Hackney Empire, London – until 6 January 2019
There’s something truly magical about panto at the Hackney Empire. Writer/director Susie McKenna delivers her 20th (oh yes it is!) festive production with a show that captures the diversity of her London patch, yet cleverly avoids cultural appropriation and all the while managing to maintain the joyous irreverence that makes pantomime such a glorious British Christmas tradition.
Set on the fictional island of Ha-Ka-Ney, McKenna’s company of Mare Street stalwarts launders the age-old Middle-Eastern cum Chinese fairytale into a 21st-century iteration that it is anything but washed out. Obeying the genre’s conventions meticulously, Gemma Sutton is the titular Principal Boy (as McKenna lobs in a bravely scripted swipe at gender-fluidity too). Sutton of course, as this website has long proclaimed, is up there with the best of her generation in UK’s musical theatre and it shows. She brings poise and precision to the role, capping it off with her wondrous voice. Her leading the company in The Greatest Showman’s ‘This Is Me’ is spine-tingling.

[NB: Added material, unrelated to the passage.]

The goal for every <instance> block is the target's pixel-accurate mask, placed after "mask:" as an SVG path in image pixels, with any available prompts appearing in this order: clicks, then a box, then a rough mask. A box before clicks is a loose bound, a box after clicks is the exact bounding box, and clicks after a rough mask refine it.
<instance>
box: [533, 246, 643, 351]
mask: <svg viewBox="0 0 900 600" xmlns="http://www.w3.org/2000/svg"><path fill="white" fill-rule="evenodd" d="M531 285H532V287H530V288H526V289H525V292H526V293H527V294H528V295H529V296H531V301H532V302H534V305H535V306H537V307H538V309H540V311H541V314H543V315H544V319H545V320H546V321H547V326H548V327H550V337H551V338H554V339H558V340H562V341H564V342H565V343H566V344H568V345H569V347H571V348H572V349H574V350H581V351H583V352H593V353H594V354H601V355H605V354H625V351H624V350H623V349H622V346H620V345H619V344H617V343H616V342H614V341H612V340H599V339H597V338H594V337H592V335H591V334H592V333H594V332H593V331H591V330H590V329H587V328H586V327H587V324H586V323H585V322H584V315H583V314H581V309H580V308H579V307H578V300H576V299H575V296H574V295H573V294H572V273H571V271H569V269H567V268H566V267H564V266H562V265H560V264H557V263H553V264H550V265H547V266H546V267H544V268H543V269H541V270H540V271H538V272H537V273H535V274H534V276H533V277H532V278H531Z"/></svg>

Making his return to Hackney’s panto after a short sabbatical, Clive Rowe shares the bill-topping honours with his wonderful Widow Twankey. Showmen aside, Rowe is arguably the greatest Dame of our time. His presence is sublime with razor-sharp wit and precision timing, making each one of the corniest, smuttiest gags sparkle. Rowe’s gift for pantomime is a rarity and his beautifully frocked, twerking Twankey is worth the ticket price on its own.
In time-honoured tradition, McKenna lampoons the lunacy of our leaders, with Brexit and assorted Tories coming in for some well-deserved flak. But if there is one criticism of the piece, it is the bias. Given the current debacle that is manifest throughout our political class, there is no reason to have let Labour off the hook quite so lightly.
Other top-notch Hackney regulars comprise the classy company. Notables are Tameka Empson, released by the Beeb from her duties on Albert Square to play the Empress, Julie Yammanee’s Princess, Kat B’s energetic Genie and Tony Timberlake’s dastardly Abanazar. Heck, they’ve even roped in stage legend (and Mckenna’s missus) Sharon D. Clarke to voice a Goddess!
Whilst the show’s budget may not be as palladian as some, not only are Hackney’s tickets affordable but the show’s professionalism and panache are a treat, well earning it the moniker of “London’s No 1 panto”. McKenna continues to create the very essence of pantomime – a show that is firmly rooted in its local community, yet packing a hilarious punch with technical excellence. (And did this review even mention Steven Edis’ music, the stunning flying dragon scene or Richard Roe’s super-slick tap-dance routine?)
Meanwhile Clive Rowe’s Widow Twankey, masquerading as Cher and serenading Abanazar with ABBA’s Fernando, will stay with me for a long, long time.